Dan wat betreft de staatssecretaris. Ik heb grote bewondering voor hem en voor het tempo dat hij aanhoudt, al struikelt hij af en toe over zijn eigen woorden. Dat geeft helemaal niet, want we kunnen hem volgen. In dat opzicht, maar daar houdt iedere verdere vergelijking ook mee op, kwam bij mij het beeld op van de jonge Jan Peter Balkenende, die ook altijd te snel sprak. Misschien zit er nog een politieke carrière in om minister-president van dit land te worden. Maar goed, dat even daargelaten.

Dank ook voor de inhoudelijke kant van de beantwoording. Wij zijn het niet alleen zeer eens met zijn inzet op het internationaal fiscaal beleid — dat heb ik in de eerste termijn al gezegd — maar ook met wat hij daarop geantwoord heeft. Hij zegt dat hij dat ook wil bepleiten in Brussel en vooral ook in Parijs. Niet omdat wij als Nederland het beste jongetje van de klas zijn en het allemaal beter weten, maar wel omdat we onszelf niet onder de korenmaat steken, iets waar we soms erg goed in zijn in dit land. Ik denk dat we er trots op mogen zijn dat we die houding hebben gekozen. Vorige week was ik met een CDA-delegatie in Brussel en zaten we tegenover meneer Moscovici die dat ook met zoveel woorden zei. We hadden de indruk dat hij dat ook serieus meende en dat is ook weleens prettig. Ik wil dat toch tegen de staatssecretaris gezegd hebben, want dat wordt dan toch wel bereikt. Daarom is het idee om zo'n nulmeting, de keep performance indicatoren, ook in het Brusselse te bepleiten, een heel goed idee.
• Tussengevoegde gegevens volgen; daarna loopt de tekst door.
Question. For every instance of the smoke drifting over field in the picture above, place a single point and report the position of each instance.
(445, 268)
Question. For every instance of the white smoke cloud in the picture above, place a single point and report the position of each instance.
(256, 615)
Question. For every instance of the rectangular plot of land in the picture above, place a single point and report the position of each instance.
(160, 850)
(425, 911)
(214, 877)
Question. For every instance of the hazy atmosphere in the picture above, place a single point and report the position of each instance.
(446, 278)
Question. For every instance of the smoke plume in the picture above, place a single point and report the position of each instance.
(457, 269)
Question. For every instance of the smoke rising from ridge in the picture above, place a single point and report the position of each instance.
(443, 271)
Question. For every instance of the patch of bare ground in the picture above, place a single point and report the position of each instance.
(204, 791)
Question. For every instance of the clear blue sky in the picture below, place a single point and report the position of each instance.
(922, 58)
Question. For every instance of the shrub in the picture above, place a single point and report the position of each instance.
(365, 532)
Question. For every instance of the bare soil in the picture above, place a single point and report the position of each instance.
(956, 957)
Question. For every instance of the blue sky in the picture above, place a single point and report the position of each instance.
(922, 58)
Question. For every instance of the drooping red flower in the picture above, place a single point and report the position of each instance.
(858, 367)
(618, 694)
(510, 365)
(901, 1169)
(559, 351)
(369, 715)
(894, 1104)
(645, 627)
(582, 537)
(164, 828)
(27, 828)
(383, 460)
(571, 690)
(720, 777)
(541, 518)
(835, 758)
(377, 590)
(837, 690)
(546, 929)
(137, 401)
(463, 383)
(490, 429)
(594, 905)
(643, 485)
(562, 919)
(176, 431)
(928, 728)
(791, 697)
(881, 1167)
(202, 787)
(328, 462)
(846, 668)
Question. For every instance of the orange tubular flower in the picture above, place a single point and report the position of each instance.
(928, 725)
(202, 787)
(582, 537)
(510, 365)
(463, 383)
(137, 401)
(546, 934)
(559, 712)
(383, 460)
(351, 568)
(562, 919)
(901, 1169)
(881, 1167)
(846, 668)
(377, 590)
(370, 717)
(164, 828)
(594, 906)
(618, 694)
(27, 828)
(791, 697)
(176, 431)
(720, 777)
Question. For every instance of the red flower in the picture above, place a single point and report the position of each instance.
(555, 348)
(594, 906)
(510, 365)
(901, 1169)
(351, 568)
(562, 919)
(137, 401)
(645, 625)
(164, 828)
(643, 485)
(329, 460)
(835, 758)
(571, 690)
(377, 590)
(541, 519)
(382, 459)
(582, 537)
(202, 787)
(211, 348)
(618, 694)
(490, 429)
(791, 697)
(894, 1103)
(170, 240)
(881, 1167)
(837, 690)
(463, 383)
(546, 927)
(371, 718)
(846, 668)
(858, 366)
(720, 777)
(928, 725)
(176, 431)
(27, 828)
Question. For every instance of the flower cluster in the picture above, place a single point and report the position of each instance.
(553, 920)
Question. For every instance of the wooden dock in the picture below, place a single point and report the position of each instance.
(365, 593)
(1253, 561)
Als laatste: ik heb ten aanzien van de Belastingdienst begrepen wat de drie prioriteiten zijn. Daar gaan we 29 januari nog over spreken. Ik heb al eerder gezegd dat het een majeure belastingoperatie is. Dat moeten we niet onderschatten. Ik houd niet zo van het woord "hervorming". Belasting houdt nooit op, zoals al eerder is geconstateerd door de staatssecretaris. Juist de uitvoeringstoetsen laten zien dat de Belastingdienst dit aan zou moeten kunnen. Ik denk dat het interessante van deze hele operatie is dat de Belastingdienst het ook zou moeten kunnen uitvoeren, juist omdat het geen hele grote stelselwijzigingen zijn, maar omdat er alleen aan bestaande knoppen wordt gedraaid. Laten we daar de 29ste januari nog verder over praten.

Voorzitter. Dat was het wat mij betreft in de tweede termijn. Ik geef graag die bijna drie minuten terug die nog over zijn.

De voorzitter:

Dank u wel, meneer Van Rij. Ik geef het woord aan mevrouw Van Leeuwen.